Had Hitler been given a long sentence, the history of Europe might have been very different, said Ian Kershaw from the University of Sheffield in England.
“The Fuehrer cult would have had no opportunity to expand,” Kershaw, a leading biographer of Hitler, told Reuters on Friday. “The radical right would have remained fragmented. A Hitler dictatorship would, therefore, probably not have happened.”
At a time when anger over Germany’s defeat and treatment after World War One was widespread, reactionary politicians held key positions of power in Bavaria, helping to shield Hitler from the German court with jurisdiction for high treason in Leipzig.
The presence of right-wing sympathizers on the judges’ bench meant the Austrian-born Hitler was not expelled from Germany.

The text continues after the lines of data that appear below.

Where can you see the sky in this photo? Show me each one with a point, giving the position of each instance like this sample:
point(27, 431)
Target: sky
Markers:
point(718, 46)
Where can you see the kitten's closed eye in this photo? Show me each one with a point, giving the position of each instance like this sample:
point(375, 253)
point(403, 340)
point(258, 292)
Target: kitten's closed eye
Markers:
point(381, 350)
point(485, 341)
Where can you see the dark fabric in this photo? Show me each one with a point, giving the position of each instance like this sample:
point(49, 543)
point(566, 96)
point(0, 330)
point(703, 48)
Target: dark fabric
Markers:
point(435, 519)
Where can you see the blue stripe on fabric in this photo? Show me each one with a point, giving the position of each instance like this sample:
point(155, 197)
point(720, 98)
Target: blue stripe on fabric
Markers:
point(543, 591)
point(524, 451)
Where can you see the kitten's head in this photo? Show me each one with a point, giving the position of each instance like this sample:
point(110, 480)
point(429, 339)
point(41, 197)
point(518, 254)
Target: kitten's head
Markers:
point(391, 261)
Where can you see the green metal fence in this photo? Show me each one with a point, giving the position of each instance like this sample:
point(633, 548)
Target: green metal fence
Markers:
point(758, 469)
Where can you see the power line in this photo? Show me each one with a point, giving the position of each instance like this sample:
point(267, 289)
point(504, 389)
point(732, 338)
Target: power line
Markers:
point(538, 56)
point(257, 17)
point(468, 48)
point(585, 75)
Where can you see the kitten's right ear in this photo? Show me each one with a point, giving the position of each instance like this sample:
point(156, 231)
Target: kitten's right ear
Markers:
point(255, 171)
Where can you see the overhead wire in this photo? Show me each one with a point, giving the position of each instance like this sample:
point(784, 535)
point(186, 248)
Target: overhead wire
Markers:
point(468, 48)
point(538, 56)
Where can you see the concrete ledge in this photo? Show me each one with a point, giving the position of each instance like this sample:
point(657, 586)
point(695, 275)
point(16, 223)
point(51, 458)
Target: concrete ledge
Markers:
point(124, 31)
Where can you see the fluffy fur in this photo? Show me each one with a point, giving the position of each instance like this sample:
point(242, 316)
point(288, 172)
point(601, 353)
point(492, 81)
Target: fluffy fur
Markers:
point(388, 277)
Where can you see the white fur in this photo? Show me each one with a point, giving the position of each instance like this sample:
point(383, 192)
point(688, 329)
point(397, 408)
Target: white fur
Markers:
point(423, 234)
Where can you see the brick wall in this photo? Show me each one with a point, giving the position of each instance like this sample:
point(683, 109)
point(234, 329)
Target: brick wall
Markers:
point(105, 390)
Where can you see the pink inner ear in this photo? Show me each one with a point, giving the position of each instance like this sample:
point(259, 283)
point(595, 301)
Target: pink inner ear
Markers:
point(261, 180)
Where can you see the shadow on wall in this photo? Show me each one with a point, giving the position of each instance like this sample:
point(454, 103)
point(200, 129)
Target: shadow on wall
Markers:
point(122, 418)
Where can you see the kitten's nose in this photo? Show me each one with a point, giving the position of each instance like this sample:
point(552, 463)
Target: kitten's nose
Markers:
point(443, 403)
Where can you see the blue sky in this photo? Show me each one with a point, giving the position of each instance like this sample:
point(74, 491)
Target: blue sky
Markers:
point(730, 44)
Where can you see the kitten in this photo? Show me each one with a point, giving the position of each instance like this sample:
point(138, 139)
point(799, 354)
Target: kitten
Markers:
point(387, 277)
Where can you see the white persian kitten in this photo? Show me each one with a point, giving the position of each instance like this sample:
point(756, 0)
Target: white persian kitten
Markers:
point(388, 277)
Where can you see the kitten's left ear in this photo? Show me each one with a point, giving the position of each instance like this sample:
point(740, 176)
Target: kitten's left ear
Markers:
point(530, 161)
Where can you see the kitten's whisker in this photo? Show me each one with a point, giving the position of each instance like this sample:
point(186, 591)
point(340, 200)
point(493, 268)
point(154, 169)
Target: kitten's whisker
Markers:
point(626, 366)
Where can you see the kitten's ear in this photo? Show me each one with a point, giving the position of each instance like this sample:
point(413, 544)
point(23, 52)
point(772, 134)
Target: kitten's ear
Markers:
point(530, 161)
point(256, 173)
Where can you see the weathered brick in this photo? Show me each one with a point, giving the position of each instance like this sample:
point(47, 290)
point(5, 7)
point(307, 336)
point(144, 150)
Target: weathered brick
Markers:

“The astonishing thing is the degree of understanding the court showed him,” said Bernd Fischerauer, who is directing the film for Bavarian broadcaster Bayerischer Rundfunk (BR). “He was able to use the court hearings to deliver his party manifesto.”
The television film, which producers say is the first to focus exclusively on the trial, is due to be premiered on the 85th anniversary of Hitler’s sentencing in April next year.
Despite extensive schooling about the Third Reich, Germans know too little about the trial that resulted from the 1923 Munich beer hall putsch in which 20 died, the filmmakers said.
“Time and again people thought we were making some fictional film about Hitler — like what would have happened if he had been caught and put on trial like Saddam Hussein,” said Martin Choroba, head of the production firm behind the film.
“There is a lack of awareness about this trial.
Shooting is now underway in Munich on the documentary-style drama, which sticks closely to the original court transcripts of the trial, of which there is no known footage.
The judges handed down a five-year jail term to Hitler, but deemed him eligible for early parole in spite of the fact he was already on probation for an earlier offence.
“It was the lightest sentence the court could have given him,” said Werner Reuss, head of educational programming at BR.
“The whole thing was a farce. There was applause whenever Hitler spoke. It was like a theatre. Yet this trial was the germ for the biggest disaster of the 20th Century.”
Germany now has extreme right parties in three of its 16 state parliaments, and Reuss said the film was intended to have an element of “political education” in it.
“It’s important that we show there are limits to tolerating those who would undermine democracy,” Reuss said.
Austrian-born director Fischerauer said the fact 200,000 people turned out on Thursday evening to hear an address from U.S. Democratic Presidential candidate Barack Obama in Berlin showed strong leaders still held an attraction for Germans.
“It was almost like a German election rally,” he said. “When did (Chancellor Angela) Merkel last draw 200,000 people?”